In der Zeit des Ersten Weltkriegs war Zürich ein Exil für Intellektuelle und Kunstschaffende, unter ihnen der Dichter Fritz von Unruh und die Schriftsteller Ludwig Rubiner und Leonhard Frank – pazifistische Persönlichkeiten, mit denen Lehmbruck regen Kontakt pflegte.
Inspiriert von Begegnungen mit Rodin, Brančuşi, Modigliani und anderen Grössen der Klassischen Moderne in Paris, widmete er sein Schaffen konsequent dem menschlichen Körper. Seine Arbeiten spiegeln existenzielle Fragen, die in Zeiten globaler Krisen erneut an Dringlichkeit gewinnen. Werke wie «Weiblicher Torso» (1918) mit seinen aufgebrochenen, expressiven Formen markieren nicht nur einen künstlerischen Wendepunkt, sondern auch ein erschütterndes Vermächtnis – Lehmbruck nahm sich 1919 in Berlin das Leben.
In einer Welt, die erneut von Krieg, Flucht und gesellschaftlichen Spannungen gezeichnet ist, rührt Lehmbrucks Kunst an universelle Erfahrungen des Menschseins. Seine Figuren wirken wie stille Mahnmale und kraftvolle Symbole eines neuen Humanismus.
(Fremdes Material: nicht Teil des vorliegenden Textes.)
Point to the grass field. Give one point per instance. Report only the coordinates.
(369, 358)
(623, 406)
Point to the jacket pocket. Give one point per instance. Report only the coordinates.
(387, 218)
Die Ausstellung im Kunsthaus Zürich macht dieses Werk in all seiner zeitlosen Relevanz erfahrbar.
DIALOG ÜBER EPOCHEN HINWEG: YVES NETZHAMMER
Dem Zürcher Ausstellungskapitel liegt eine eigenständige kuratorische Handschrift zugrunde. Mit einem starken Fokus auf die Jahre 1916 bis 1919 und den lokalen Kontext wird Lehmbruck in ein spannungsvolles Verhältnis zum international bekannten Schweizer Künstler Yves Netzhammer gesetzt. Netzhammer fragt nach der heutigen Darstellbarkeit des Menschen in einer zunehmend komplexen Welt. Von der am Computer generierten Zeichnung herkommend, findet er zu subtilen Setzungen und zu grossen installativen Raumbildern, in deren Herstellung auch neue technische Möglichkeiten der Gestaltfindung wie 3D-Druckverfahren oder Animationsprogramme einbezogen werden. Er reflektiert die Themen seiner Zeit und übersetzt sie auf intelligente, oft ironisch-witzige und zugleich berührende Weise in feingliedrige Gestalten, die sich im Werden befinden und ständig verändern. Netzhammer, der bereits mehrfach im Lehmbruck Museum ausgestellt hat, ist nicht nur Dialogpartner, sondern auch Szenograf der Zürcher Präsentation. Es ist das erste Mal, dass ein Gegenwartskünstler Lehmbrucks Werke inszeniert.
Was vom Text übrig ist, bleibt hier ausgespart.